This is a tale involving a world-famous poet; his wife, a Victorian social campaigner and school benefactor; and their talented daughter. A talk on the subject is being given on 10 October.
It will tell you, among many other things, that Anne Isabella Milbanke (pictured above) was born in 1792. She shot to fame in 1815 because of her short-lived marriage to the famed, or perhaps infamous, Romantic poet Lord Byron, from whom she separated in 1816. She had been taught by a former Cambridge academic and was a woman of high intellect.
She also lived in Ealing, from at least 1822-1840, and left an indelible mark on the town. She lived at Fordhook House (once home to Henry Fielding, the novelist) and Hanger Hill House. She had a brilliant daughter, Ada, from her marriage to Lord Byron.
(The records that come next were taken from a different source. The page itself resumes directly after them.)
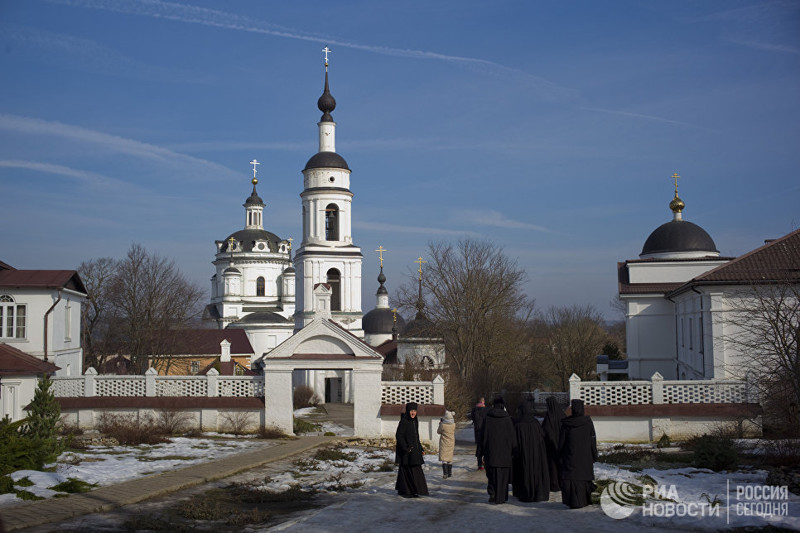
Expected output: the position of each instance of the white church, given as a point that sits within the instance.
(278, 295)
(681, 296)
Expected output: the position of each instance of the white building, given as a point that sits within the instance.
(40, 314)
(680, 296)
(254, 284)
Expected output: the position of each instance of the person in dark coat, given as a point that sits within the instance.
(551, 426)
(478, 416)
(530, 478)
(408, 455)
(499, 442)
(577, 449)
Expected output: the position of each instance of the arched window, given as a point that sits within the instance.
(260, 286)
(332, 222)
(334, 280)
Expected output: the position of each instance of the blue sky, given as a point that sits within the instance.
(549, 128)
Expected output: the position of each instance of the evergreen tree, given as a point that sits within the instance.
(41, 425)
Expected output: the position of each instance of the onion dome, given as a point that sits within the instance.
(326, 160)
(326, 102)
(252, 240)
(254, 198)
(678, 238)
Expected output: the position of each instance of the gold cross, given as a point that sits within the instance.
(419, 262)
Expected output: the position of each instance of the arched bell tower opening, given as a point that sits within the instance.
(332, 222)
(334, 279)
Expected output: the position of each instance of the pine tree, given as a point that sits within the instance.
(41, 425)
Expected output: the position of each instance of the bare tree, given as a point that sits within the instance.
(475, 301)
(142, 305)
(568, 340)
(96, 276)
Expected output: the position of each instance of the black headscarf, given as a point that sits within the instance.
(577, 408)
(552, 421)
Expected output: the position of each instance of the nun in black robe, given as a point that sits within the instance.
(577, 449)
(408, 455)
(499, 441)
(530, 478)
(551, 426)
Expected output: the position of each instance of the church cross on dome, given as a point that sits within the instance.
(420, 261)
(255, 163)
(380, 251)
(327, 51)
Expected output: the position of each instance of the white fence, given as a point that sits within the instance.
(421, 392)
(151, 384)
(657, 391)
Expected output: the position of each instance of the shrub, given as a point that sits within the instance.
(304, 426)
(131, 430)
(303, 396)
(171, 421)
(716, 453)
(236, 422)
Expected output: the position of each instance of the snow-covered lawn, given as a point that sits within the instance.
(360, 479)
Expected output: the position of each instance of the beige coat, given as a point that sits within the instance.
(447, 441)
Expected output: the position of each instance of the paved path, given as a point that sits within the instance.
(106, 498)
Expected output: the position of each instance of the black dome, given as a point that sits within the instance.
(248, 238)
(679, 236)
(264, 316)
(381, 321)
(420, 327)
(326, 160)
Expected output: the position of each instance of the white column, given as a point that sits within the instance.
(367, 402)
(278, 406)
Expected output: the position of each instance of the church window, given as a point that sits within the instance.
(260, 285)
(332, 223)
(13, 318)
(334, 280)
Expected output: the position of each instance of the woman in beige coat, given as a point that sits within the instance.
(447, 443)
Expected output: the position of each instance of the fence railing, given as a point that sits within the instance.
(151, 384)
(422, 392)
(658, 391)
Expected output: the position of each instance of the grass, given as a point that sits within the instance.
(638, 459)
(304, 426)
(73, 486)
(334, 454)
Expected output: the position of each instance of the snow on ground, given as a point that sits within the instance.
(106, 465)
(361, 489)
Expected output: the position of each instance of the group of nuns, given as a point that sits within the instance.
(534, 458)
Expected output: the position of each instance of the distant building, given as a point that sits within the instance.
(40, 314)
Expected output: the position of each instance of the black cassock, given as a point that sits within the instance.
(499, 441)
(408, 455)
(577, 454)
(551, 426)
(530, 478)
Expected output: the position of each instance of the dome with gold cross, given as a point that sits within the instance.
(678, 238)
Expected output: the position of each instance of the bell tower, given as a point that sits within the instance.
(327, 254)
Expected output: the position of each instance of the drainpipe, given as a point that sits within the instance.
(45, 322)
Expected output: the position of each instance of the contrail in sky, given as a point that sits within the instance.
(221, 19)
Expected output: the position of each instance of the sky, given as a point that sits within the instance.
(550, 129)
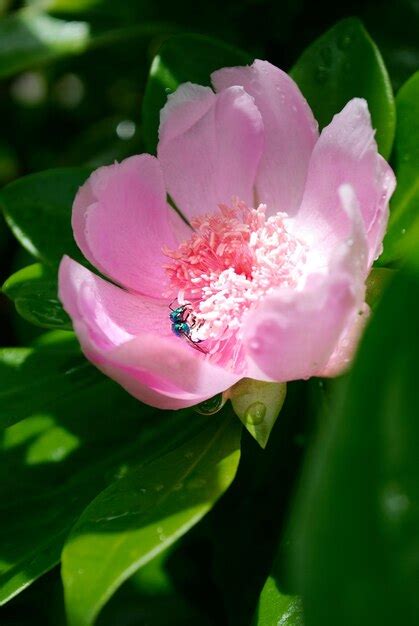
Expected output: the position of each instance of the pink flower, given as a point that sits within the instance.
(270, 280)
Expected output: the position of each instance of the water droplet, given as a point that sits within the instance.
(255, 413)
(344, 41)
(126, 129)
(254, 344)
(210, 406)
(395, 502)
(326, 55)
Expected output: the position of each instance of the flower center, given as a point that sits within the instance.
(235, 256)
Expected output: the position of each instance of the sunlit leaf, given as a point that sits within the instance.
(276, 608)
(358, 516)
(57, 460)
(403, 230)
(34, 292)
(143, 513)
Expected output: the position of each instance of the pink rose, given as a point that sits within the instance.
(268, 276)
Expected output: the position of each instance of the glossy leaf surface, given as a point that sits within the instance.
(344, 63)
(38, 210)
(57, 460)
(359, 514)
(143, 513)
(34, 292)
(403, 230)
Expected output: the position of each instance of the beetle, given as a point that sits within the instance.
(183, 322)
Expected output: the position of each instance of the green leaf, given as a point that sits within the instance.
(143, 513)
(342, 64)
(181, 59)
(32, 379)
(258, 405)
(57, 460)
(403, 230)
(358, 515)
(34, 292)
(277, 609)
(38, 210)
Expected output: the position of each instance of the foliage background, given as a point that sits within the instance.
(85, 109)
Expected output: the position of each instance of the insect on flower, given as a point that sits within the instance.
(183, 322)
(266, 272)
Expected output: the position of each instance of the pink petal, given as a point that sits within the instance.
(290, 131)
(346, 152)
(294, 332)
(129, 338)
(121, 221)
(209, 148)
(345, 349)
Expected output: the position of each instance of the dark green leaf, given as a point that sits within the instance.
(181, 59)
(358, 517)
(403, 230)
(34, 292)
(143, 513)
(277, 609)
(56, 461)
(38, 210)
(32, 379)
(342, 64)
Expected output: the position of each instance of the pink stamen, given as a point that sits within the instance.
(235, 256)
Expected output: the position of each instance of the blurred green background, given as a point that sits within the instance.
(82, 103)
(73, 96)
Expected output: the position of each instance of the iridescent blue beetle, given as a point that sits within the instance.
(183, 321)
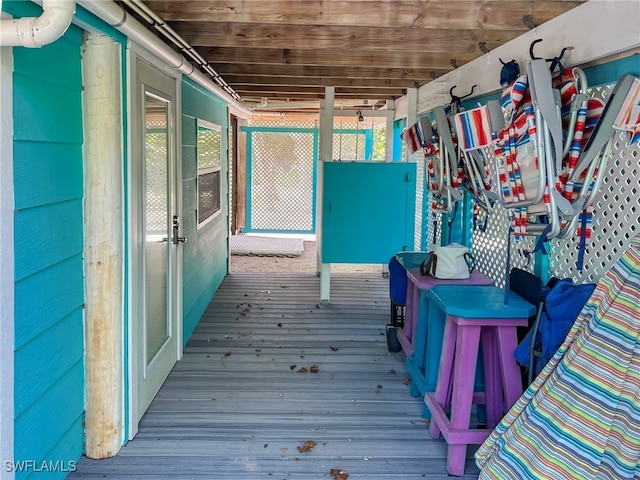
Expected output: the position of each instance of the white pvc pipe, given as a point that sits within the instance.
(34, 32)
(115, 16)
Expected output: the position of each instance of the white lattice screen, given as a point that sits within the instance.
(282, 181)
(156, 174)
(615, 222)
(348, 140)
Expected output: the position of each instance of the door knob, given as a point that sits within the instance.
(176, 238)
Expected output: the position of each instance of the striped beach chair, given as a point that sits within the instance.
(580, 418)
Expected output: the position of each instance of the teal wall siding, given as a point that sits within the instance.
(206, 250)
(49, 290)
Ada later became Countess Lovelace and was a mathematician and writer who is commonly credited with writing the first ever computer programme, or ‘algorithm’, a century before modern computers were ‘invented’.
A plaque to Ada was unveiled at Ealing Town Hall by the Earl of Lytton, her direct descendant, in 2019.
Lady Byron was interested in social and political issues, including education, penal reform and anti-slavery (being one of the few women to attend the World Anti-Slavery Conference of 1840). In Ealing she established the Ealing Grove School in 1833. Under the headmastership of Charles Atlee, it taught boys, both boarders and day pupils, numbering 80 in all in 1845. As well as an academic curriculum, the boys spent three hours a day gardening. Its purpose was to educate the boys in order that they could take up teaching as a profession.
It was a fee paying school, but Lady Byron paid the fees of some of the boys. Lady Byron relinquished control of the school to Atlee in 1848 because of her advancing years. The school closed in 1852. There is now a plaque on the site, which is part of the University of West London.
A visitor to the school in 1836 wrote about what she saw: ‘I went to see with great satisfaction, Lady Byron’s school at Ealing…for the boys of the common ranks. There were sixty of them, who after doping their lessons of writing etc., got up at the sound of a little bell, and ran eagerly each to his spade or mattock and worked away at levelling ground and other country work as sturdily, and, in proportion, as effectively as men, but far happier. They work as carpenters, too, and keep all the premises in order, and mend their own shoes and clothes. It seems to me an education well qualified to make them industrious and happy, and ready to turn their hands to anything – boys especially qualified for new settlers in our colonies; and the carpenters and gardeners of Acton and Ealing are mighty glad to have them for apprentices, a very good proof of the good effects of their schooling’.